A lógica do ódio e da competição já está escrita no sistema natural dos animais, embora a cooperação também esteja. O que torna nosso mundo injusto, e que acende algum ideal pelo qual vale a pena lutar, é que o animal, hoje, é dono do mundo, e não apenas de seu território de caça. Dizer não ao grande, às megacorporações, aos governos, legisladores, juízes e policiais corruptos, à propriedade da informação, ao espetáculo da mídia, ao egoísmo capitalista, é dizer sim aos pequenos, à diversidade e àqueles que não tinham voz para contar sua história. Há uma longa fila de histórias por serem ouvidas, e a Internet torna isso possível pela primeira vez na história humana. Ouçamos, então.

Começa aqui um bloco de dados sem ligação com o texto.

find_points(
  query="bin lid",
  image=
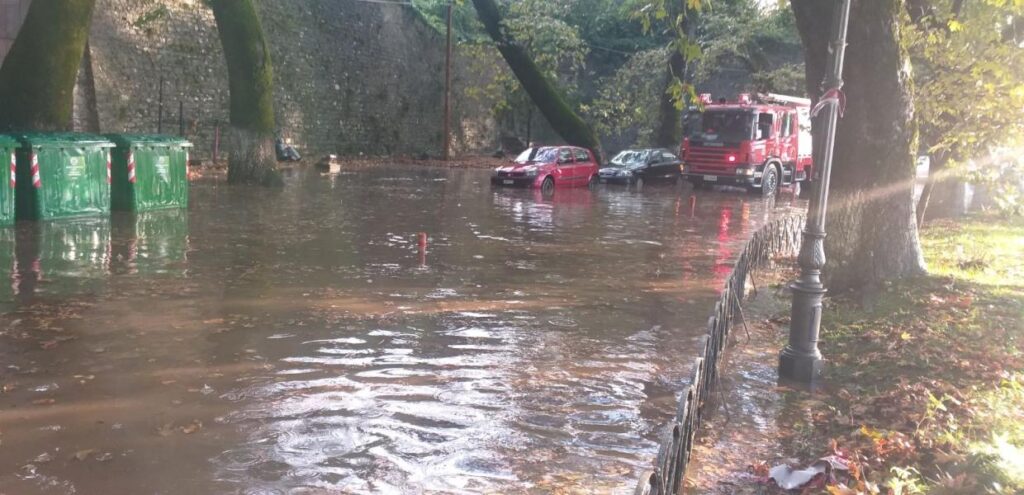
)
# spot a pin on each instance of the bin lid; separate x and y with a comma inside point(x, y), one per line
point(128, 140)
point(7, 140)
point(62, 139)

Mas não aqui. Que este blog recebe seu último ponto final.

4 Comments:

At 11:54 PM , Anonymous Anonymous said...

Ponto final?
Que pena!
Adoro você, Rodrigo!
Reapareça em outras bandas, então, e mande aviso!
Grande abraço, e já com saudades!
Marco

 
At 11:48 PM , Blogger Rafa Pros said...

clap clap clap.
Fazer essa longa fila e suas histórias ressonar na pequeneza das mesmas histórias mediocres que repassam nas varias sessões da tarde e vale a pena ver de novo da vida.
e só isso.

 
At 3:51 PM , Anonymous Anonymous said...

Não entendi Rafa, o que você quis dizer. Só isso no sentido de quê? De que eu poderia fazer mais? Num blog como esse? Explica aí!

Pode deixar Marco, quando começar outro blog eu te aviso, aqui mesmo.

 
At 12:43 AM , Anonymous Anonymous said...

Encontrei esse blog hoje...
me perdi um pouco aqui, ainda bem q esse não foi o ponto final. O que aconteceu com os posts de 1997?